A SHAP-based explainable multi-level stacking ensemble learning method for predicting the length of stay in acute stroke
This work addresses care planning for acute stroke patients, but it is incremental as it builds on existing ensemble methods with added interpretability.
The paper tackled the problem of predicting length of stay in acute stroke by developing an explainable multi-level stacking ensemble model, achieving an AUC of 0.824 for ischemic stroke and 0.843 for hemorrhagic stroke, with statistically significant improvement over logistic regression for ischemic stroke.
Length of stay (LOS) prediction in acute stroke is critical for improving care planning. Existing machine learning models have shown suboptimal predictive performance, limited generalisability, and have overlooked system-level factors.
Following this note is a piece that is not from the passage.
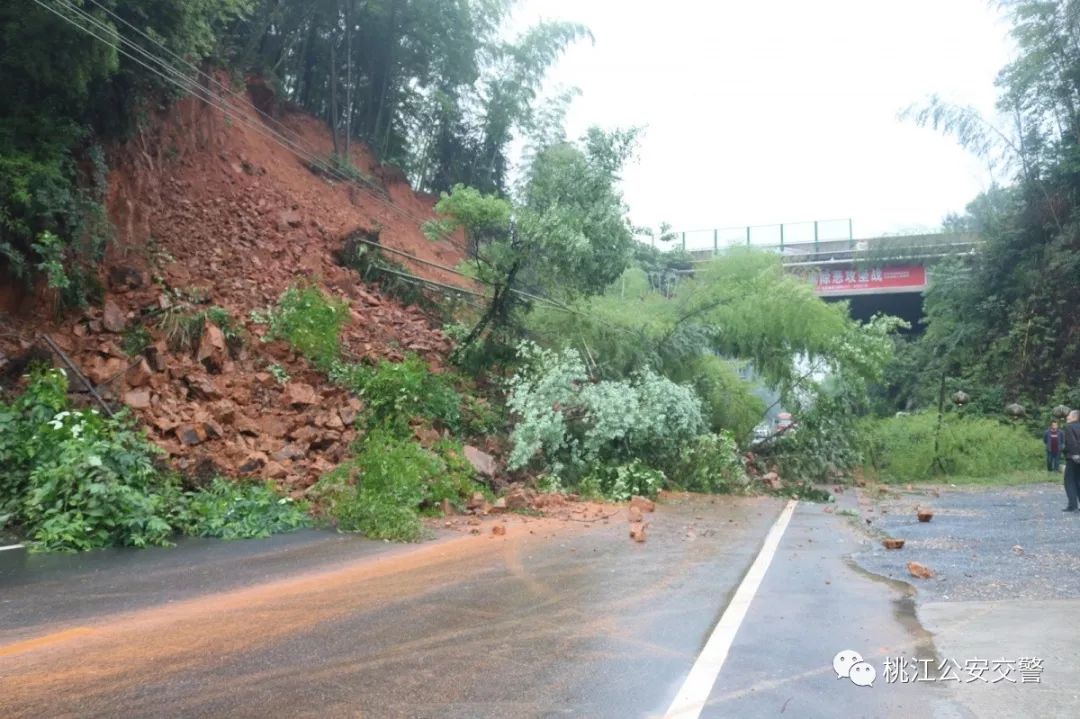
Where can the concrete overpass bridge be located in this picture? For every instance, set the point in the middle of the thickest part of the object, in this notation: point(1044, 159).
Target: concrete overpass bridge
point(874, 274)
We aimed to enhance model efficiency, performance, and interpretability by refining predictors and developing an interpretable multi-level stacking ensemble model. Data were accessed from the biennial Stroke Foundation Acute Audit (2015, 2017, 2019, 2021) in Australia. Models were developed for ischaemic and haemorrhagic stroke separately. The outcome was prolonged LOS (the LOS above the 75th percentile). Candidate predictors (ischaemic: n=89; haemorrhagic: n=83) were categorised into patient, clinical, and system domains. Feature selection with correlation-based approaches was used to refine key predictors. The evaluation of models included discrimination (AUC), calibration curves, and interpretability (SHAP plots). In ischaemic stroke (N=12,575), prolonged LOS was >=9 days, compared to >=11 days in haemorrhagic stroke (N=1,970). The ensemble model achieved superior performance [AUC: 0.824 (95% CI: 0.801-0.846)] and statistically outperformed logistic regression [AUC: 0.805 (95% CI: 0.782-0.829); P=0.0004] for ischaemic. However, the model [AUC: 0.843 (95% CI: 0.790-0.895)] did not statistically outperform logistic regression [AUC: 0.828 (95% CI: 0.774-0.882); P=0.136] for haemorrhagic. SHAP analysis identified shared predictors for both types of stroke: rehabilitation assessment, urinary incontinence, stroke unit care, inability to walk independently, physiotherapy, and stroke care coordinators involvement. An explainable ensemble model effectively predicted the prolonged LOS in ischaemic stroke. Further validation in larger cohorts is needed for haemorrhagic stroke.